The ambitious legislative agenda handed to Lametti will require the minority Liberal government to keep up a snappy legislative pace — which may prove difficult in a fractured Parliament whose shelf life could be much shorter than the normal four years (even with a majority, the previous Liberal government often had trouble getting its bills through the Commons and Senate in a timely way).

Other legislative measures Lametti has been tasked with include: “developing proposals for reform” of the federal system of judicial governance and the inefficient and expensive system of federal judicial discipline (the Canadian Judicial Council, led by the chief justice of Canada, has been asking for judicial discipline reform and for judicial control over court budgets for several years); establishing new Criminal Code offences and penalties related to elder abuse; amending the Criminal Code to ban the practice of so-called “conversion therapy” aimed at changing the sexual orientation of people who are LGBTQ2, particularly its imposition on minors; and “developing options” for civil legal remedies for victims of hate speech. (The Liberal election platform also pledges the government to “move forward with new regulations for social media platforms, starting with a requirement that all platforms remove illegal content, including hate speech, within 24 hours or face significant financial penalties.)

Lametti will also assist with developing new policies and legislation to reduce organized crime and gang activity in Canada, including money laundering.

Other justice-related priorities for which Lametti is responsible, or partly responsible, include: working with the provinces and territories to come up with reforms to the medical-assistance-in-dying framework (the law’s “reasonably foreseeable death” requirement was struck down by a Quebec Court judge last September); helping to implement the Liberals’ pledge to crack down on gun crimes and ban “military-style assault rifles”; and working with the provinces and territories to establish a Community Justice Centres Program which puts “courts alongside other critical social services.”

Lametti is tasked with implementing all the recommendations made last June by former Liberal Justice minister Anne McLellan, in the wake of the SNC-Lavalin imbroglio.

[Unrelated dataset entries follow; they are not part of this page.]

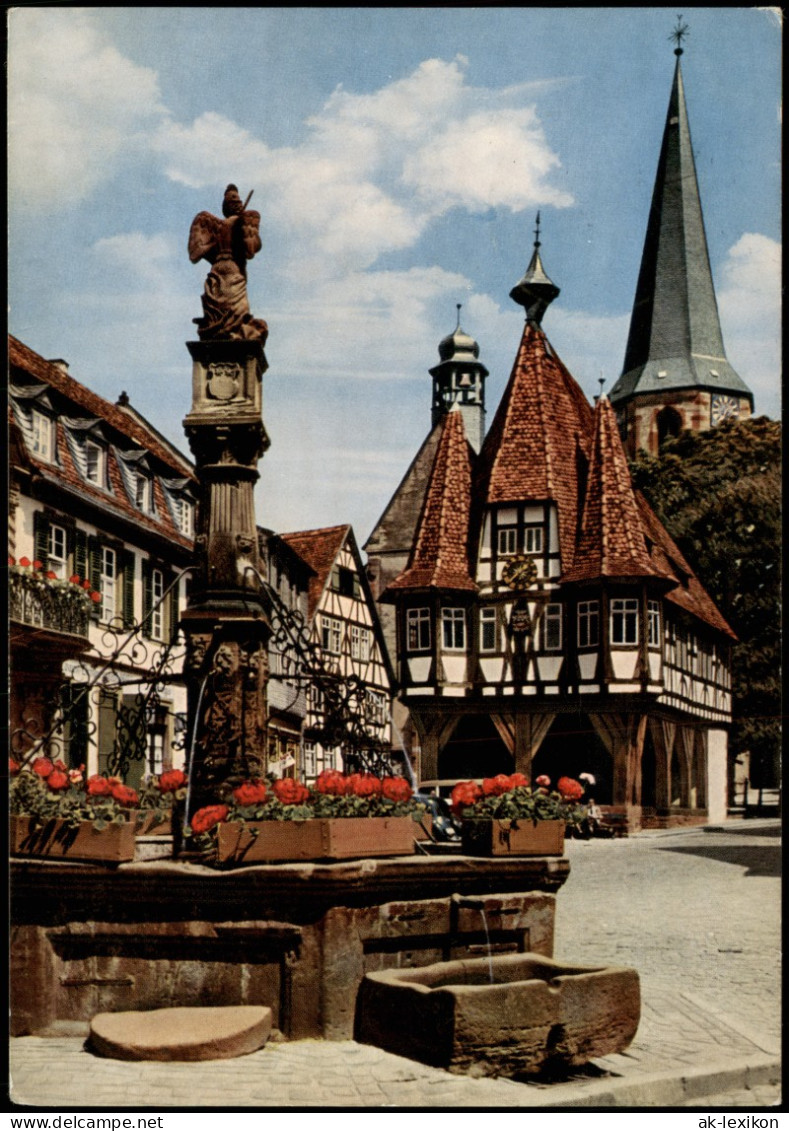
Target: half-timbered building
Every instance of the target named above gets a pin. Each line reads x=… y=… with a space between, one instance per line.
x=101 y=504
x=545 y=620
x=346 y=630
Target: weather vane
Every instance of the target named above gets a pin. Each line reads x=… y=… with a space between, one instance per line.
x=678 y=34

With a mind to preserving prosecutorial independence, McLellan reviewed the role and structure of the dual-hatted post of minister of Justice and Attorney General of Canada and recommended, among other things, that the attorney general develop a detailed protocol and clear rules — applicable to ministers, their staff, the Clerk of the Privy Council and the public service — about how “public interest consultations” in specific prosecutions could be conducted.

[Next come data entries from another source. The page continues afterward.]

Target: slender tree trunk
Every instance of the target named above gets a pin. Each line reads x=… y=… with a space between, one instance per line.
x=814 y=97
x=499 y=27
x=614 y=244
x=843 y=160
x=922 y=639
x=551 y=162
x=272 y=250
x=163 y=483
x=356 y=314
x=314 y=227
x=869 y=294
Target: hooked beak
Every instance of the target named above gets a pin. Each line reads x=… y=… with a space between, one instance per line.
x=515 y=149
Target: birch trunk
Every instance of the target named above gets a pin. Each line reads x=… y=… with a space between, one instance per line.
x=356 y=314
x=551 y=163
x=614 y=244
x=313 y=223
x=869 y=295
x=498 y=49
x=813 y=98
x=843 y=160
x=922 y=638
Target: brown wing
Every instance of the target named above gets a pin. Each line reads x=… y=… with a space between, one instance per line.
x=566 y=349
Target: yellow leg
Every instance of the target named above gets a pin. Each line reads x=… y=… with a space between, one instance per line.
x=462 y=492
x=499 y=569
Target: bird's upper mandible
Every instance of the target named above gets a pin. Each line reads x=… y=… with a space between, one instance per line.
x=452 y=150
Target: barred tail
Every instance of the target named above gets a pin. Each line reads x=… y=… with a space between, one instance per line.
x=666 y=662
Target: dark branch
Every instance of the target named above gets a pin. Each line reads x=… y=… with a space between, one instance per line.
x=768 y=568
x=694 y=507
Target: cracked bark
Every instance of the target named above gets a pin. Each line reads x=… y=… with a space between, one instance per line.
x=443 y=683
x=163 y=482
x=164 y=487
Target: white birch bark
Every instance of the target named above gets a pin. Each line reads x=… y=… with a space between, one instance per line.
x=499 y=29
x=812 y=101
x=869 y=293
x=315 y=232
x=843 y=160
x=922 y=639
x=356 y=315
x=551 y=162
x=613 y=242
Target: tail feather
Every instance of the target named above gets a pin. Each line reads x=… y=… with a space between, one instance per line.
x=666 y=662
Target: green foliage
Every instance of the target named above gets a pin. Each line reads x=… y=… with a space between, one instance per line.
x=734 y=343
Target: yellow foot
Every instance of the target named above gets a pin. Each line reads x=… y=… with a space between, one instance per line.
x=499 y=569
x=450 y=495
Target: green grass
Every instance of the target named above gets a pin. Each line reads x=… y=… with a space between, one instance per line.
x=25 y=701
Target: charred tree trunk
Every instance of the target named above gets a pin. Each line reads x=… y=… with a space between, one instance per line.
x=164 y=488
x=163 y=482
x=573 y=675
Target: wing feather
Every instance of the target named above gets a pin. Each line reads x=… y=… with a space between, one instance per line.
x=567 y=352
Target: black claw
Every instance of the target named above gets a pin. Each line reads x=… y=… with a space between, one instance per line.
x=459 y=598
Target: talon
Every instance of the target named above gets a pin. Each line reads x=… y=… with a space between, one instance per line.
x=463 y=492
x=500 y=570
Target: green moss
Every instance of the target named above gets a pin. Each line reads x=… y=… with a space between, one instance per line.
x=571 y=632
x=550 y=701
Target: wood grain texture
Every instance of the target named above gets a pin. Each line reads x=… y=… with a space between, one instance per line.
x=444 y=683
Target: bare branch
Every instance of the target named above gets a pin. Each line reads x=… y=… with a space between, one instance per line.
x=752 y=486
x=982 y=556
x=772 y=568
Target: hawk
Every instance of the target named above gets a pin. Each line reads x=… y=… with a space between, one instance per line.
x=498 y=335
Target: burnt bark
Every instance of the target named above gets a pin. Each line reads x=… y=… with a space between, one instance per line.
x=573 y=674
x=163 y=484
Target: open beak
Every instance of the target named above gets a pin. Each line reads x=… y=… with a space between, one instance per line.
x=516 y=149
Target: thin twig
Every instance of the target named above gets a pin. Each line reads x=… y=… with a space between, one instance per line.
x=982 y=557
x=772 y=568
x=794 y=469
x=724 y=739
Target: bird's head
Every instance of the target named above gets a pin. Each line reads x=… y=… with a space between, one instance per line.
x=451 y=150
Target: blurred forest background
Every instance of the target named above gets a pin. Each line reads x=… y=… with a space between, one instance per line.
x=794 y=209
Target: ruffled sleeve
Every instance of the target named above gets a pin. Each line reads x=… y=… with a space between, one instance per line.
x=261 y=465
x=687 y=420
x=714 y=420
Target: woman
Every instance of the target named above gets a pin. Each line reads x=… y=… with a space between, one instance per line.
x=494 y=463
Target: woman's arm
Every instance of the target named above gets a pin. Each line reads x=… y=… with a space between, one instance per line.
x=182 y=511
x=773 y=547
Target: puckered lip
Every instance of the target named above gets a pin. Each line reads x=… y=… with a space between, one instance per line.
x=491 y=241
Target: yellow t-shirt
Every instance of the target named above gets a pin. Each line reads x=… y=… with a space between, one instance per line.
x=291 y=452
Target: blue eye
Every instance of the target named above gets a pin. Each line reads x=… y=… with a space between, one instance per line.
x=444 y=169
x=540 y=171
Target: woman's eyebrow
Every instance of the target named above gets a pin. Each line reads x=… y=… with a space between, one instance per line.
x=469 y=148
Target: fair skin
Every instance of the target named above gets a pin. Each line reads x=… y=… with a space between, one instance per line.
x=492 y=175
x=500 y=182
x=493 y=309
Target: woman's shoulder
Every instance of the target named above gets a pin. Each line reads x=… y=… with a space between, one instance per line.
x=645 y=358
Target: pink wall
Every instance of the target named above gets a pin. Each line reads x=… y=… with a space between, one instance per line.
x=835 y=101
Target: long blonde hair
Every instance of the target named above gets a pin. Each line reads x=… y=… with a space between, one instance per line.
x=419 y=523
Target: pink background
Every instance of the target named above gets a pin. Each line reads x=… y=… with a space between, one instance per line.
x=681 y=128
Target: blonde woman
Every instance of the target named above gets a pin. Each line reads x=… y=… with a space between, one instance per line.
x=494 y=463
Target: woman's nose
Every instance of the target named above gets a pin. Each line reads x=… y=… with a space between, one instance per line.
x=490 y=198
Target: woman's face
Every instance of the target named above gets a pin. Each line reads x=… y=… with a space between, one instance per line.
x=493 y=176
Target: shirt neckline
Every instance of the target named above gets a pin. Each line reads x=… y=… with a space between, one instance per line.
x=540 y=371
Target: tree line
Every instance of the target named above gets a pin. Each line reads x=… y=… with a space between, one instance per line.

Lametti is expected to continue work on renewing the government’s relationship with Indigenous peoples, including contributing to building the National Action Plan on Missing and Murdered Indigenous Women and Girls, and “continuing progress” on implementing the Calls to Action by the Truth and Reconciliation Commission.

He is also required to collaborate with the ministers of Innovation, Science and Industry and Canadian Heritage to move forward with Canada’s Digital Charter, overseen and enforced by a Privacy Commissioner who will be given “enhanced powers.”

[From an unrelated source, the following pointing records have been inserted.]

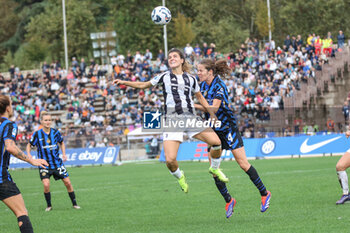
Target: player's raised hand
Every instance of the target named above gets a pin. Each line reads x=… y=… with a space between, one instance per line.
x=118 y=82
x=347 y=134
x=39 y=162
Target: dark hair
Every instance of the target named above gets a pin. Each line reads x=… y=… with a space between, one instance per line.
x=4 y=102
x=185 y=66
x=219 y=67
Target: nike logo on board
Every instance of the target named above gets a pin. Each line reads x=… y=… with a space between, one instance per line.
x=305 y=148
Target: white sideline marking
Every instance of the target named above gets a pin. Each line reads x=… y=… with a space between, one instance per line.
x=192 y=180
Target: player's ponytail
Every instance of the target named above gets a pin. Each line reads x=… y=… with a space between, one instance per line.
x=219 y=68
x=44 y=113
x=4 y=102
x=186 y=67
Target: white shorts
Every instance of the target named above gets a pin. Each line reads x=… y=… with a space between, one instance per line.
x=178 y=136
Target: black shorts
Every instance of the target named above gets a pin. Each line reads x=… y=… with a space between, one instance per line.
x=230 y=139
x=8 y=189
x=57 y=173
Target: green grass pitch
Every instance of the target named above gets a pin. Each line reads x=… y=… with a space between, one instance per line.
x=144 y=197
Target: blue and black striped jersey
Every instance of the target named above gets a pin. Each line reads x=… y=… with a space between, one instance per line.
x=47 y=146
x=218 y=90
x=8 y=130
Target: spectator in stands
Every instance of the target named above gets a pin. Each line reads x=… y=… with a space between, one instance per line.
x=161 y=55
x=341 y=39
x=345 y=111
x=330 y=125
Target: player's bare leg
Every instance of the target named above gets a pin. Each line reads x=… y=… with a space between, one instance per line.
x=211 y=138
x=71 y=193
x=342 y=165
x=241 y=159
x=16 y=204
x=171 y=148
x=47 y=194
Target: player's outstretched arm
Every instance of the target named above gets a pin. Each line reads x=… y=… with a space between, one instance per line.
x=205 y=104
x=347 y=134
x=63 y=148
x=139 y=85
x=28 y=149
x=12 y=148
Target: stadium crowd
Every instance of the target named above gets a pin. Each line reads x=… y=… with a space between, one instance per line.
x=262 y=74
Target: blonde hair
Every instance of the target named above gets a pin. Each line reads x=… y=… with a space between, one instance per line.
x=44 y=113
x=186 y=67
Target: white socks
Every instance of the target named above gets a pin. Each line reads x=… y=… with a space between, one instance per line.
x=343 y=180
x=215 y=163
x=177 y=173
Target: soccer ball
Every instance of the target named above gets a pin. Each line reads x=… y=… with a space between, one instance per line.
x=161 y=15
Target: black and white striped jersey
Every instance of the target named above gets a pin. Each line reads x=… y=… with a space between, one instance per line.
x=178 y=91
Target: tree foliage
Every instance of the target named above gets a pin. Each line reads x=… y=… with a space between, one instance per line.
x=27 y=26
x=261 y=19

As described by the Liberals’ 2019 election platform, the Digital Charter “establishes a new set of online rights, to help people feel more confident about and in control of their personal data, including the right to:

  • data portability, so that people can take their data from platform to platform;
  • withdraw, remove, and erase basic personal data from a platform;
  • know how personal data is being used, including knowing who has access to it, supported by a national advertising registry where companies would have to report with whom your data is being shared or sold, with the ability to withdraw consent for sharing or sale at any time;
  • review and challenge the amount of personal data that a company or government has collected;
  • data security, compelling those who use personal data to take proactive steps to adequately protect it;
  • be informed when personal data is breached, and to be compensated accordingly; and
  • be free from discrimination online, including bias and harassment.”